原来如此!郁烈终于明白,为什么醒来之时,下身会那么痛,为什么人人见了自己,都叫自己贱货。这帮畜牲,竟然这样对待一个弱女子,而且还是明媒正娶的王妃!郁烈为这具身体的主人深感悲哀,同时又非常庆幸,她走了,面对这一切的是自己:一个来自二十一世纪,没有古人所谓“生死事小,失节事大”的错误观念,能够正确分清罪犯与无辜受害者的女人。

见郁烈没有说话,勾魂非常得意自己的话狠狠地打击了那个贱货,哼,跟我斗,你还嫩了点儿。

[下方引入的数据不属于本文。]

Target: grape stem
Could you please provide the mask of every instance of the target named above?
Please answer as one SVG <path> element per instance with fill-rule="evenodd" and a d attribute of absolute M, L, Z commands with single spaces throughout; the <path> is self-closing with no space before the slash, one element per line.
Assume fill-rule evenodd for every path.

可是,又有些不对劲,她怎么好象只是没说话而已,脸上竟没有一丁点羞耻之意!就算如她所说自己不记得了,听到自己提起,也不应该是这种满不在乎的神情,这个女人太能装了,太不简单了!虽然被绑在刑架上,气势上却一点也不输自己,看来,不动真格的,她是不会说实话了。

“你是谁?”

“谁是你的主子?”

“到烈王府有什么目的?”

勾魂一句紧接着一句,一口气问完,没等郁烈开始回答,旁边的侍卫就在勾魂的示意下开始鞭笞。鞭子贯着内力,奔着郁烈的四肢,呼啸而来,每一鞭,都将郁烈打皮开肉绽,鲜血横流,痛入骨髓,浑身颤抖。郁烈始终面带鄙笑,盯着勾魂,宛若在嘲笑他的无能,那看似平和实则犀利的目光,令勾魂竟不敢直面,佯装若无其事地走到窗边向外看去。

“主子,那贱货晕过去了。”

勾魂长长地出了口气,转过身,只见那贱货伤痕累累,双目紧闭,脸上那鄙夷的笑却没有消失,生生刺疼了勾魂的双眼。从来,从来没有见过这样的女人:失贞,不会无颜;受苦,无动于衷;孱弱,然而坚强;淡默,却能无畏。

“怎么?撬不开嘴?”一个冷冽的声音响起。

看了看昏迷的“司空凝心”,又看了看面有愧色的勾魂,尉迟慕白了然地拍了拍勾魂的肩,沉声吩咐:“泼醒她。”这个贱货太过狡诈多变、工于心计,嘴硬心软、率直豪爽的师弟不是她的对手。

足足泼了三桶冰水,郁烈才清醒过来。

微微睁开眼,看清楚了站在自己眼前的是慕白,脸色惨白、虚弱无比的郁烈,失笑谓曰:“王爷的嗜好还真特别,这么喜欢戴绿帽子,大婚之日就迫不及待地戴上,什么感觉,是不是很爽啊?”还慕白呢,这么丑陋的黑心肠,再慕白也还是黑得不能再黑。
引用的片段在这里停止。